◎ハイチの治安は2021年7月のモイーズ大統領暗殺と8月に西部で発生したM7.2の大地震で崩壊し、破壊と暴力が蔓延している。
国連は24日、ハイチ中部でこの数週間、ギャング関連の暴力事件が多発し、少なくとも69人が死亡。地元警察は一部の警察署を放棄せざるを得なくなったと報告した。
国連ハイチ事務所によると、この暴力は中部アルティボニット県で報告され、少なくとも83人が重軽傷を負ったという。
国連は声明で、「地元の武装ギャングが民間人を攻撃している」と非難した。「このギャングは略奪、暗殺、誘拐、破壊、恐喝、若い女性へのレイプ行為などを繰り返し、この地域を恐怖で支配しようとしています...」
また国連は地元警察がギャングの暴力に屈し警察署から撤退したことに深刻な懸念を表明した。「ハイチで活動する複数のギャングは勢いを増し、国を飲み込もうとしています...」
AP通信によると、このギャングは先月下旬に国家警察の職員7人を1日で殺害したという。ギャングの台頭により、この地域の市民約70万人に医療を提供している主要医療機関は1週間前にすべてのサービスを停止せざるを得なくなった。

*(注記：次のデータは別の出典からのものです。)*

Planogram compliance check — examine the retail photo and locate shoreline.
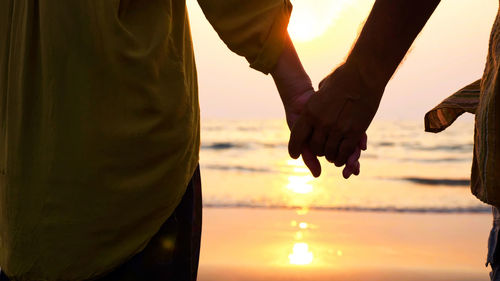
[199,208,492,281]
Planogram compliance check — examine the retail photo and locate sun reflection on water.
[288,242,314,265]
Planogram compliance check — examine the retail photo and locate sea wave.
[203,201,491,214]
[202,164,278,173]
[394,177,470,187]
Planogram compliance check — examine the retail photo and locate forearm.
[271,35,313,107]
[346,0,440,92]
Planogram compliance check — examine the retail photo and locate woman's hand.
[271,33,366,178]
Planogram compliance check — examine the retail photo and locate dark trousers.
[0,168,202,281]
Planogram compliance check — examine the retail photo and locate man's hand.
[285,82,367,179]
[289,61,383,167]
[271,33,366,178]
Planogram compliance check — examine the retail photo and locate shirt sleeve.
[424,79,481,133]
[198,0,292,74]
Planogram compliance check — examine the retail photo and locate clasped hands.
[277,61,379,178]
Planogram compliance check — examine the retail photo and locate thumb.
[302,146,321,178]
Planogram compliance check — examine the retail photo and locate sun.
[288,0,349,42]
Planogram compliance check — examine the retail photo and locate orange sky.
[187,0,498,120]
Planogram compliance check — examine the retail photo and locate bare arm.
[289,0,440,166]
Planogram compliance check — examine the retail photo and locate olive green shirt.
[0,0,291,280]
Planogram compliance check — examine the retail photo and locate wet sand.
[199,208,491,281]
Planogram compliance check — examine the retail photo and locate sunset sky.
[187,0,498,120]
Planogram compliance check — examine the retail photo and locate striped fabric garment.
[425,7,500,207]
[424,80,481,133]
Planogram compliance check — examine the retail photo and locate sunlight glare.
[288,0,349,42]
[288,243,313,265]
[286,175,314,194]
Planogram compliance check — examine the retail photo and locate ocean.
[200,118,490,213]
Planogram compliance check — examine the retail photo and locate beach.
[199,208,491,281]
[199,117,492,281]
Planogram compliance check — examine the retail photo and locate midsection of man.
[0,0,199,280]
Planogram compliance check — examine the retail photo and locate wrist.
[342,54,391,105]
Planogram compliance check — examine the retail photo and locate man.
[289,0,500,280]
[0,0,359,281]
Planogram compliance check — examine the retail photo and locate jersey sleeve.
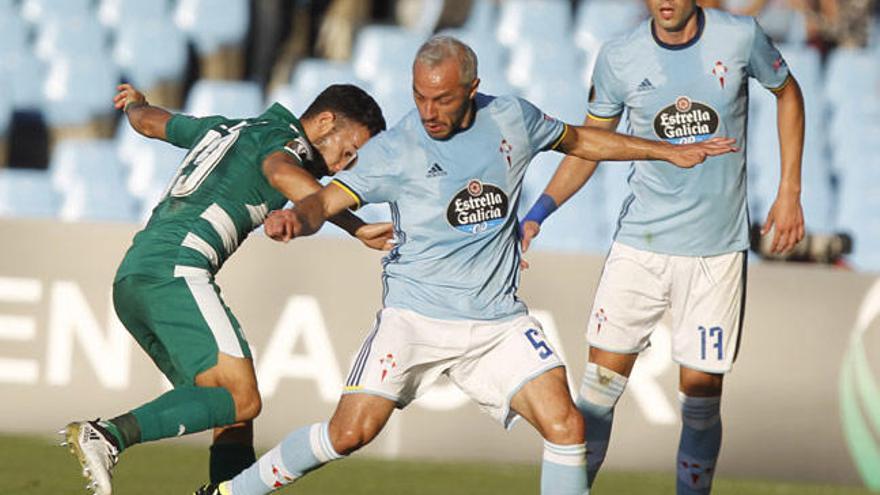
[747,20,790,92]
[333,131,403,209]
[589,47,625,120]
[165,114,226,148]
[517,98,566,154]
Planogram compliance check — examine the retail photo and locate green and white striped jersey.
[116,103,327,280]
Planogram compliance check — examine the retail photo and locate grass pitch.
[0,435,869,495]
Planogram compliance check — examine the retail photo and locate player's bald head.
[413,35,477,86]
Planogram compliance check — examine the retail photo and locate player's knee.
[329,423,379,455]
[541,405,584,445]
[680,373,724,397]
[231,388,263,421]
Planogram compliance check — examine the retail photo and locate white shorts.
[344,308,563,428]
[587,242,746,373]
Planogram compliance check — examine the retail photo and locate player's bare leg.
[577,347,638,486]
[208,394,395,495]
[510,366,589,495]
[196,355,262,483]
[63,353,262,495]
[676,366,724,495]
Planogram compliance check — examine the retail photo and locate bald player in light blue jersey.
[522,0,804,494]
[197,36,733,495]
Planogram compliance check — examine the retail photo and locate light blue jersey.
[334,94,566,320]
[590,9,789,256]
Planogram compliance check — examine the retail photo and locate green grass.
[0,435,869,495]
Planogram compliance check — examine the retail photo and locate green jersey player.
[63,84,391,495]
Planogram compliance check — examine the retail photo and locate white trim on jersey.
[244,203,269,227]
[174,265,244,358]
[180,232,220,268]
[201,203,238,255]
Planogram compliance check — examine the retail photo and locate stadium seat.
[0,13,29,57]
[462,0,498,33]
[0,50,47,109]
[523,73,588,125]
[49,140,137,221]
[113,18,187,89]
[174,0,250,53]
[34,14,108,62]
[116,126,187,199]
[184,79,264,118]
[507,40,581,90]
[518,152,611,254]
[43,55,119,126]
[495,0,572,49]
[574,0,648,52]
[0,78,13,138]
[352,25,425,82]
[21,0,92,24]
[282,58,370,115]
[98,0,169,32]
[0,168,58,218]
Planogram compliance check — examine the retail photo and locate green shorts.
[113,266,251,387]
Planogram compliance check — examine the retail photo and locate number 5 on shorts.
[697,326,724,361]
[525,328,553,359]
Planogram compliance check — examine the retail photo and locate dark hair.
[300,84,385,136]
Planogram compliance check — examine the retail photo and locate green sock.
[99,413,141,452]
[131,386,235,442]
[210,443,257,484]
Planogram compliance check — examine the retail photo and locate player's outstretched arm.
[263,151,392,250]
[520,115,620,256]
[761,76,804,253]
[113,84,171,141]
[557,126,737,168]
[265,183,356,242]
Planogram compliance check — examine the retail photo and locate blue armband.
[522,194,557,225]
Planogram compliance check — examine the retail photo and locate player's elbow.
[232,389,263,421]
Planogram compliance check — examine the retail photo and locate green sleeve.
[165,113,226,148]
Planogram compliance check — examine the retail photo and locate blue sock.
[224,423,344,495]
[577,363,627,486]
[676,392,721,495]
[541,440,590,495]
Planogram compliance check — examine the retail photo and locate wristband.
[522,194,558,225]
[122,100,147,114]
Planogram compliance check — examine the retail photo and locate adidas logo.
[425,162,446,179]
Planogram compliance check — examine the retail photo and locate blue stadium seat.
[352,25,425,82]
[174,0,250,53]
[184,79,264,118]
[0,13,29,57]
[43,55,119,126]
[0,168,58,218]
[49,140,137,221]
[113,18,187,89]
[462,0,498,33]
[518,152,611,252]
[34,14,108,63]
[523,73,588,125]
[21,0,92,24]
[284,58,370,115]
[0,50,47,109]
[574,0,648,53]
[98,0,170,32]
[372,73,415,127]
[507,40,581,90]
[495,0,572,49]
[0,78,13,138]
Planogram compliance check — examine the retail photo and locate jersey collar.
[260,102,305,136]
[651,7,706,50]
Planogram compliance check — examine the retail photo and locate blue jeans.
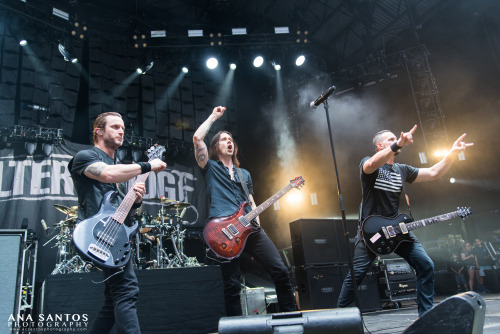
[337,232,434,316]
[220,229,297,316]
[89,260,141,334]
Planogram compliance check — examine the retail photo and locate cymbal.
[54,204,78,215]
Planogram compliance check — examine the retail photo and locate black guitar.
[361,208,470,255]
[73,146,165,269]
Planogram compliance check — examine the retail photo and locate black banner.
[0,142,207,281]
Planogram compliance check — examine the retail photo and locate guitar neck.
[113,172,150,224]
[245,184,293,221]
[406,211,458,231]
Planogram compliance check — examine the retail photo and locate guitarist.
[193,107,296,316]
[337,125,473,316]
[68,112,167,334]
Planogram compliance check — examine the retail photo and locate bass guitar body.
[361,213,413,255]
[73,191,138,269]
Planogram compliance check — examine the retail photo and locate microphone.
[40,219,49,235]
[309,86,335,109]
[23,103,49,111]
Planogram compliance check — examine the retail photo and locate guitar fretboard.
[244,184,293,221]
[113,172,150,224]
[406,211,458,231]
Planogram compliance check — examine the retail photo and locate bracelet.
[136,162,151,174]
[391,141,402,153]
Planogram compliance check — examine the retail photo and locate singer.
[337,125,473,316]
[193,107,296,316]
[68,112,167,334]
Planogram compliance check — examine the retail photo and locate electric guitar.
[203,176,305,260]
[73,146,165,269]
[361,208,471,255]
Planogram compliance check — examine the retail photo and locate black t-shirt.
[68,147,123,220]
[202,159,253,218]
[359,157,418,220]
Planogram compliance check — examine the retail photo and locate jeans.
[337,231,434,316]
[89,260,141,334]
[220,229,297,316]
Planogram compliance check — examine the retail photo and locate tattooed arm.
[83,159,167,183]
[193,107,226,168]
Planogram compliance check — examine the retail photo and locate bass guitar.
[73,145,165,269]
[203,176,305,260]
[361,208,471,255]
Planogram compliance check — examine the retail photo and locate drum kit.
[135,196,200,269]
[43,197,200,275]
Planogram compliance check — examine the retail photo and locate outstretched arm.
[363,125,417,174]
[415,133,474,182]
[193,106,226,168]
[83,159,167,183]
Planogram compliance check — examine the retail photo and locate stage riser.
[43,266,225,334]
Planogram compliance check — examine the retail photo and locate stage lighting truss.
[0,125,64,157]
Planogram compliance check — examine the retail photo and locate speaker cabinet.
[295,265,381,312]
[0,230,26,333]
[403,292,486,334]
[219,307,363,334]
[290,219,358,266]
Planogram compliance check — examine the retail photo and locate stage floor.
[363,293,500,334]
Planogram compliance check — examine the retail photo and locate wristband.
[136,162,151,174]
[391,141,402,153]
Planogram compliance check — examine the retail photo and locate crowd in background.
[448,238,495,293]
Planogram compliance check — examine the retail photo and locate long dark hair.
[208,131,240,167]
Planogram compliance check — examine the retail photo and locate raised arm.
[415,133,474,182]
[83,159,167,183]
[363,125,417,174]
[193,106,226,168]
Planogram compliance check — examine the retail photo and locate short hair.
[373,130,392,152]
[208,131,240,167]
[92,111,123,144]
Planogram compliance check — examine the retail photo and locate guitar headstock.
[147,144,165,160]
[290,176,306,189]
[457,207,471,219]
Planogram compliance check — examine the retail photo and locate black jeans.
[90,260,141,334]
[220,229,297,316]
[337,232,434,316]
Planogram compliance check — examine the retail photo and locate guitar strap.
[392,163,414,219]
[234,167,250,202]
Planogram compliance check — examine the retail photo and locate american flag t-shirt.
[374,168,403,193]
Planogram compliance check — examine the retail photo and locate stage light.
[231,28,247,35]
[42,143,54,158]
[206,57,219,70]
[295,55,306,66]
[24,142,36,155]
[188,30,203,37]
[274,27,290,35]
[253,56,264,67]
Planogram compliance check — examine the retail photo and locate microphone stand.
[323,98,360,308]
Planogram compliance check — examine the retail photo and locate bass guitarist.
[337,125,473,316]
[193,107,296,316]
[68,112,167,334]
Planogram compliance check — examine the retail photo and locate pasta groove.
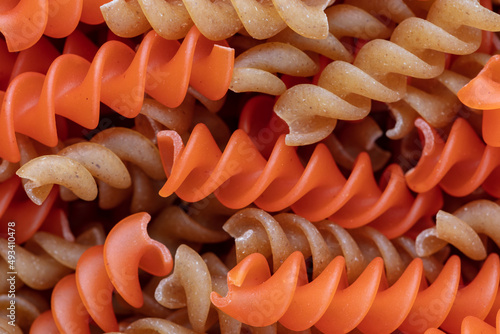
[416,200,500,260]
[274,0,500,145]
[230,4,398,95]
[0,227,104,290]
[386,52,491,139]
[0,176,57,244]
[0,24,233,162]
[51,213,173,333]
[101,0,333,41]
[158,124,442,238]
[459,55,500,147]
[0,0,105,52]
[211,251,500,333]
[17,127,165,208]
[238,95,391,171]
[405,118,500,198]
[223,208,442,285]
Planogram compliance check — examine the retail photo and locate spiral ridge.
[158,124,442,238]
[211,252,500,333]
[0,0,105,52]
[51,213,173,333]
[0,176,59,244]
[0,226,104,290]
[101,0,333,41]
[274,0,500,145]
[0,28,233,162]
[405,118,500,198]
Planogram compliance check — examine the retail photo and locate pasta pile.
[0,0,500,334]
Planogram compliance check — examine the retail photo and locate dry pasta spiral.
[211,251,500,333]
[416,200,500,260]
[0,28,233,162]
[0,176,60,244]
[274,0,500,145]
[101,0,333,41]
[52,213,173,333]
[158,124,442,238]
[0,226,104,290]
[17,128,164,208]
[386,52,491,139]
[239,95,391,171]
[405,118,500,198]
[224,208,442,284]
[230,4,402,95]
[0,0,105,52]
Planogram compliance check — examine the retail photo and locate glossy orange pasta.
[158,125,442,238]
[405,118,500,198]
[459,55,500,147]
[0,0,105,52]
[52,213,173,333]
[0,0,500,334]
[0,24,233,162]
[211,252,500,333]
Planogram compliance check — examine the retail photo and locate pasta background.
[0,0,500,334]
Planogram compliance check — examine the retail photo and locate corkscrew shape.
[458,55,500,147]
[211,252,500,333]
[238,95,391,171]
[158,124,442,238]
[0,28,233,162]
[0,0,105,52]
[16,127,165,208]
[223,208,442,284]
[52,213,173,333]
[416,200,500,261]
[0,176,61,244]
[230,4,398,95]
[0,226,104,290]
[405,118,500,198]
[274,0,500,145]
[101,0,333,41]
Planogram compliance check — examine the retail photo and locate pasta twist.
[0,28,233,162]
[0,0,105,52]
[405,118,500,198]
[0,227,104,290]
[224,208,442,284]
[416,200,500,260]
[101,0,333,41]
[51,213,173,333]
[0,176,57,244]
[459,55,500,147]
[158,124,442,238]
[211,251,500,333]
[274,0,500,145]
[230,4,402,95]
[239,95,391,171]
[16,127,165,208]
[386,52,491,139]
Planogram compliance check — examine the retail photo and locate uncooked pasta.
[0,0,500,334]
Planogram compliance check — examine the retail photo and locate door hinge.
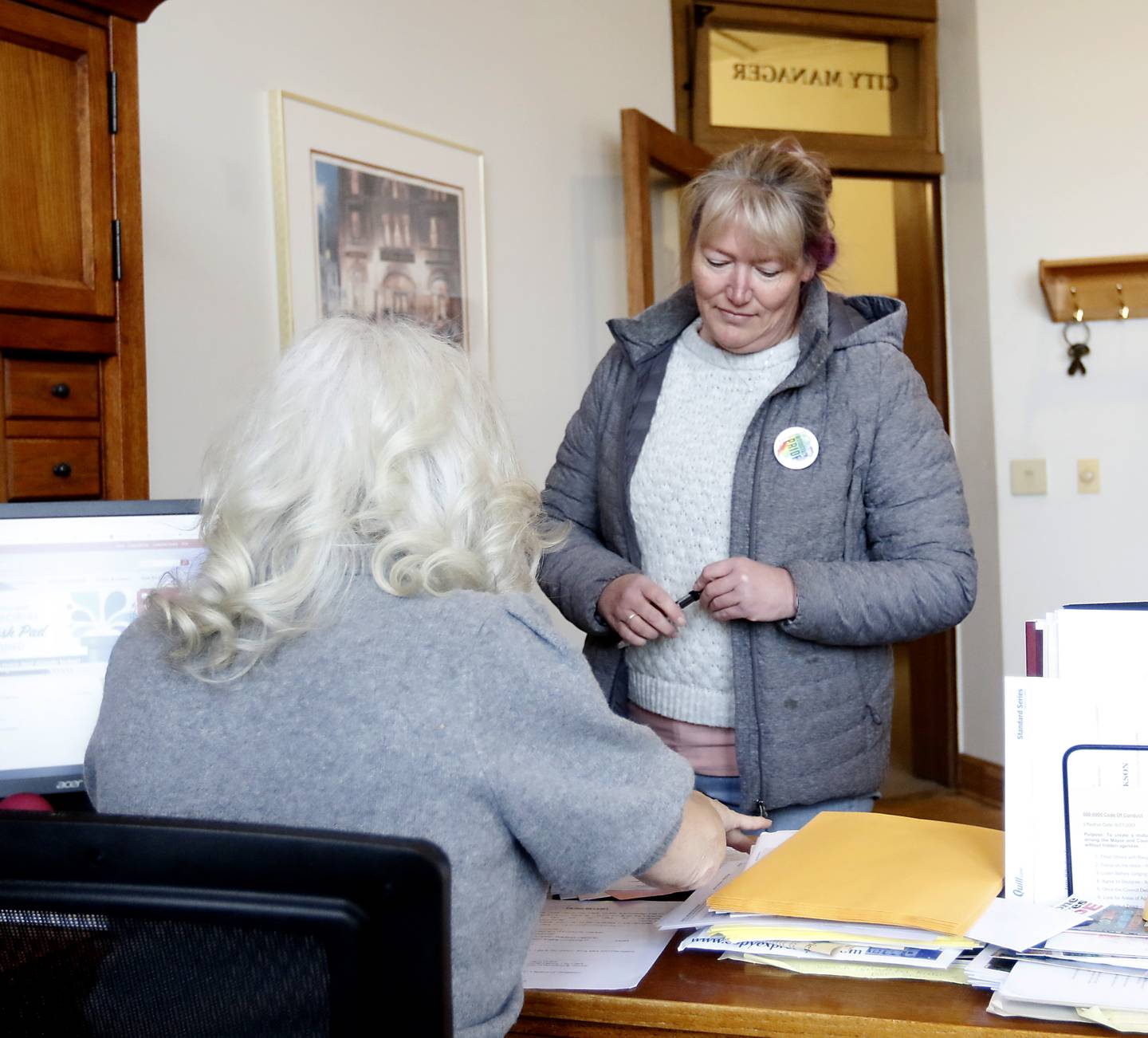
[108,73,120,133]
[112,219,124,281]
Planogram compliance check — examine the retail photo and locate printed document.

国連は「学校は閉鎖され、商業活動や公共交通機関も機能不全に陥っている」と指摘した。
ハイチの治安は2021年7月のモイーズ(Jovenel Moise)大統領暗殺と8月に西部で発生したM7.2の大地震で崩壊し、破壊と暴力が蔓延している。
首都ポルトープランスでは半年ほど前から複数の武装ギャングが地域の支配権をめぐって血みどろの抗争を繰り広げており、国連はこの争いで民間人数百人が死亡または行方不明となり、数十万人が国内避難民になったと推定している。
ポルトープランスのギャングは市の60%を支配したと推定されている。
国連によると、中部地方の町や集落の住民数千人がこの数週間の暴力で避難を余儀なくされたという。
国連ハイチ事務所は「暴力の連鎖を絶対に止めなければならない」と述べ、国際社会に市民の命と財産を守る手段を講じるよう要請した。
国際社会は主要ギャングに制裁を科し、資産を凍結したり、軍事機器やその他の物資の供給を遮断している。
カナダ、米国、その他の国々はハイチ警察に装甲車、装備、訓練などを提供した。
ハイチのアンリ(Ariel Henry)首相は国連安保理に軍事介入を要請し、米国とカナダに部隊を率いてほしいと提案している。